Fixing Fragile Dependent Processes

The Client had windows services that processed messages from subscribed devices.  There were two services: one which did the main processing of messages that primarily processed details of the message type and time, and the second service processed GPS positions associated with each message.  For example: a message might indicate that a journey had ended, and the first service would calculate the consequences for ending a journey, and the second service would figure out where the journey had ended and the consequences of that.

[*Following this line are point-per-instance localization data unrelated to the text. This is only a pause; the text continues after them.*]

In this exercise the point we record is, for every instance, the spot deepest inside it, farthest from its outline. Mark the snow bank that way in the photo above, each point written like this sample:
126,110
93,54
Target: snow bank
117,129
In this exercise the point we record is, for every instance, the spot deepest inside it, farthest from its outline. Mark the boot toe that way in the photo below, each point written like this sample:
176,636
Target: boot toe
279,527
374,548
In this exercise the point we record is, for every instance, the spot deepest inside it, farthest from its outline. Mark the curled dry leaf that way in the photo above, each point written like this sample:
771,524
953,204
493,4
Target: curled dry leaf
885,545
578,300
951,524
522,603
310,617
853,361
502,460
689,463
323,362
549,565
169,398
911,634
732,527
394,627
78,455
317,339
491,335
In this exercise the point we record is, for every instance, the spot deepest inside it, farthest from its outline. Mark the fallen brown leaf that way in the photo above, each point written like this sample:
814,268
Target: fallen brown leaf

In general, messages came in no more than once per minute per device, and the result was that most of the time, processing a message had plenty of opportunity to be completely handled by both services before the next message came in.  However, devices sometimes failed to send in messages in a timely fashion and might end up sending in many at once.  In these circumstances, even though individual messages were always processed in the correct order within a given service, the pair of processes could not guarantee the correct order to process all aspects of each message, so outcomes might vary from one day to the next.  The result of these complex interactions was odd results to processing that could only be understood when considering the potential progess of two different services through a number of messages at a given point in time hours or days ago!

The Project

I identified the problem, documented it, and was able to reproduce it through the use of a test system that could repeatedly send in the same messages every day.  By adding in small delays to the daily message repeats it was possible to identify issues with determinism.  I took on the project to integrate the processing from both services so the complete order of processing was guaranteed.

Actions

The main aim of the project was to integrate the processing from the ‘spatial’ processing service into the other service.  A number of business functions had to be moved, with analysis undertaken for each and careful decision-making for each function.  In addition to the main reorganisation, a new way of timing a number of occasional background tasks was implemented that recorded the real-worls runtimes of each process to inform the next runtime.  In addition, extra logging was added to record key timings from the processing of messages, intended to allow the addition of detailed reports later.

Results

The resulting system could guarantee that processing for each message was completed in full, and in sequence, with the result that processing for a given set of messages was deterministic, making for far fewer surprises and support investigations.  The test infrastructure that had helped prove the existence of the issue in the first place was naturally used to help confirm that the problem had been resolved by this project; and with this issue removed that could become the basis for far more testing using this ‘playback’ strategy.   This project also resulted in a better understanding and ability to properly record ‘message throughput’ and the additional data that became available led to useful reports analysing the most intensive parts of the processing.  Ultimately, overall throughput of the system could then be improved by a later project that made message processing multi-threaded, which was only possible (and reliable) due to the success of this project.